Antigen-induced lymphocyte proliferation was measured by culturing splenocytes (4 × 105 cells/well) from mice in triplicate on 96-well plates for 48 h at 37 °C/5% CO2. Cultures were treated with tumor lysate (specific stimulator; 2.5 µg/ml) and PHA (non-specific stimulator; 10 µg/ml). A culture plate without stimulation served as a negative control. After further 12-hour incubation, the cultures were harvested and cell proliferation was measured using the MTT assay.
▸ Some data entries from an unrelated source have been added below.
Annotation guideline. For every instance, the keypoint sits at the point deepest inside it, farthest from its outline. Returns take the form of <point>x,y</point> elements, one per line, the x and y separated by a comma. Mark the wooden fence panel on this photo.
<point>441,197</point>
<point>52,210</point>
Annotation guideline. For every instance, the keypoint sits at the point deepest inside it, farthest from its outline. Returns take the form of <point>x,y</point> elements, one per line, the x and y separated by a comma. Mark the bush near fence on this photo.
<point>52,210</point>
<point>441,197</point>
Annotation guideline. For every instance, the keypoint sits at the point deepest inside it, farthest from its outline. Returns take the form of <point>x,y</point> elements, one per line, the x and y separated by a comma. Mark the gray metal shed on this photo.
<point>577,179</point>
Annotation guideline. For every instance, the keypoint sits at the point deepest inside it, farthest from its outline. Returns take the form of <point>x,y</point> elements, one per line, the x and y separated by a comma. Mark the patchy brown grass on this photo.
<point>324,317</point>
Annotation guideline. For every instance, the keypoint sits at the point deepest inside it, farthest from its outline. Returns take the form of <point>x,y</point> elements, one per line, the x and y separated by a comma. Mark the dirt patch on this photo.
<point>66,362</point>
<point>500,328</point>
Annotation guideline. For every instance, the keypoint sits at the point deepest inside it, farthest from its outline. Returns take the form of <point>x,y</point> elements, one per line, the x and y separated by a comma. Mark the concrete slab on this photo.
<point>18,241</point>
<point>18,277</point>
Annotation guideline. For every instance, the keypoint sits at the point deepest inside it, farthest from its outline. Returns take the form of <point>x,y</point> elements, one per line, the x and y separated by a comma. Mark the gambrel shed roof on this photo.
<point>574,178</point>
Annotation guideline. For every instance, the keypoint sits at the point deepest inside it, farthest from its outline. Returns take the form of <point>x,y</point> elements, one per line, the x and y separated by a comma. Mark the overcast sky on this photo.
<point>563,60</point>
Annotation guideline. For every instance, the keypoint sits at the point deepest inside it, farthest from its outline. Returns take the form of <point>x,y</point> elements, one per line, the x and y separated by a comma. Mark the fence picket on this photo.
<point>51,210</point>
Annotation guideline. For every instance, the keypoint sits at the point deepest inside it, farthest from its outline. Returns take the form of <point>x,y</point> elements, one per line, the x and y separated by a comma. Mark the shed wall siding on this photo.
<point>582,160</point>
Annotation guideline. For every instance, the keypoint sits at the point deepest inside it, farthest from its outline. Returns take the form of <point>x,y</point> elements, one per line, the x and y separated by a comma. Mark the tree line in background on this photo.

Measurement of cytokine production

After a period of 60 days following immunization, the animals were euthanized and the spleens were harvested to prepare a single cell suspension. These spleen cells were then cultured on 24-well plates at a density of one million cells/well. Cytokine levels were measured after 72 h in culture supernatants stimulated with PHA 5 µg/ml, tumor lysate at 100 µg/ml or in culture medium alone (negative control). Cytokine concentrations (IFN-γ, TNF-α, IL-4 and IL-1β) in culture supernatants were evaluated using the ELISA method, following the manufacturer’s instructors.

Statistical analysis

Data, presented as mean ± SD, underwent statistical analysis using One-Way and Two-Way ANOVA followed by Tukey post hoc test for multiple comparisons, along with Kaplan-Meier estimation, in GraphPad Prism 9.4 (GraphPad Software Inc, San Diego, CA, USA). Significance levels were denoted as *P < 0.05, **P < 0.001, ***P < 0.03, ****P < 0.0001 compared to the control group.